Tamara decidiu então ir de novo atrás do sonho antigo: viajar pelos mares sozinha. Há tempos buscava patrocínio para construir seu barco e cruzar o Atlântico. Sem sucesso. "Eu falava com várias empresas que gostavam do projeto. Mas ouvia sempre a mesma pergunta, para a qual eu não tinha uma resposta: ‘Como vai ficar a imagem da nossa marca se essa menina morrer no mar?’."

Ela mantinha um canal no YouTube onde compartilhava vídeos sobre viagens e navegação. E então lembrou-se que um seguidor que a convidara para visitar a Noruega. Não seria loucura aceitar o convite de um desconhecido? "É mais fácil a gente assumir riscos quando a gente tem menos a perder", resume. Para chegar ao país nórdico, pegou carona em um barco de "conhecidos de conhecidos".

Seu novo amigo, que era engenheiro naval, virou uma espécie de mentor.

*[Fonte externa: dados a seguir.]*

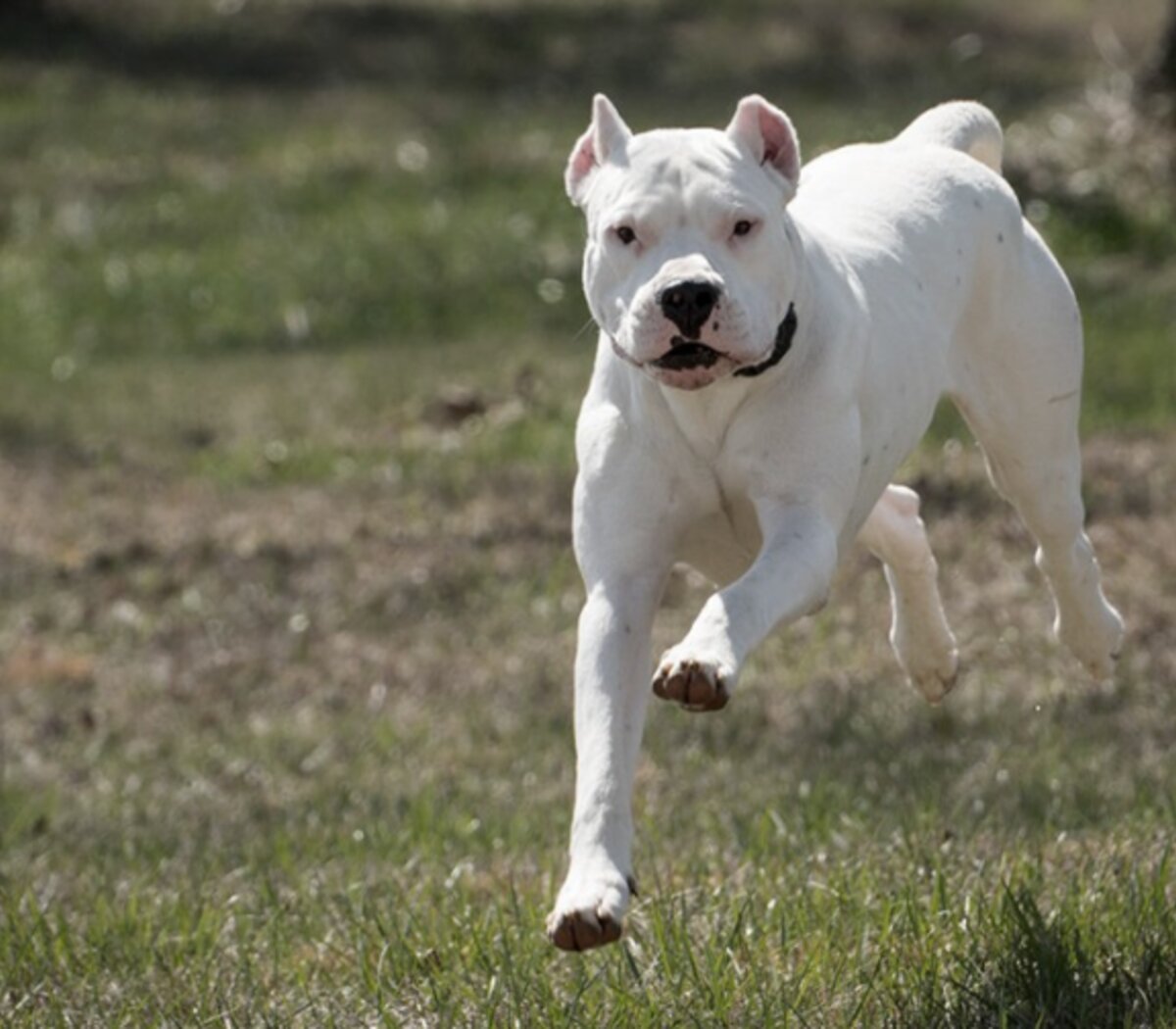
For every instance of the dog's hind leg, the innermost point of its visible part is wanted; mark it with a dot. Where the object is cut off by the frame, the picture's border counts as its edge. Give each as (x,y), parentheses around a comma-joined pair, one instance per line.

Foi ele quem ajudou Tamara a encontrar sua futura embarcação em um site de anúncios. "O barco [que acabou adquirindo] já tinha tido um histórico de incêndio. Havia um problema no motor que cuspia água da refrigeração para um balde que tinha de ser esvaziado a cada duas horas", afirma. E diz, rindo: "É, tinha alguns probleminhas".

O dono pedia mais do que ela poderia pagar. Com dinheiro emprestado de seu amigo, Tamara ofereceu pelo Sardinha "o valor de uma bike". Fechou o negócio.

Após um mês de preparativos, ela partiu para sua primeira viagem sozinha, num percurso relativamente curto, da Noruega até a França. Avisou a mãe um dia antes de embarcar. "Eu já tinha medos suficientes. De perder o barco, de morrer. Se minha mãe soubesse, poderia projetar os medos dela em mim. Então, eu protegi o meu sonho."

O mar da Noruega é conhecido por ter muitas pedras, embarcações e regiões rasas com bancos de areia. "Foi a minha grande escola", diz Tamara. Mais experiente, ela conseguiu patrocínio com marcas como Localiza e Magazine Luiza para realizar seu maior desafio: cruzar o Atlântico.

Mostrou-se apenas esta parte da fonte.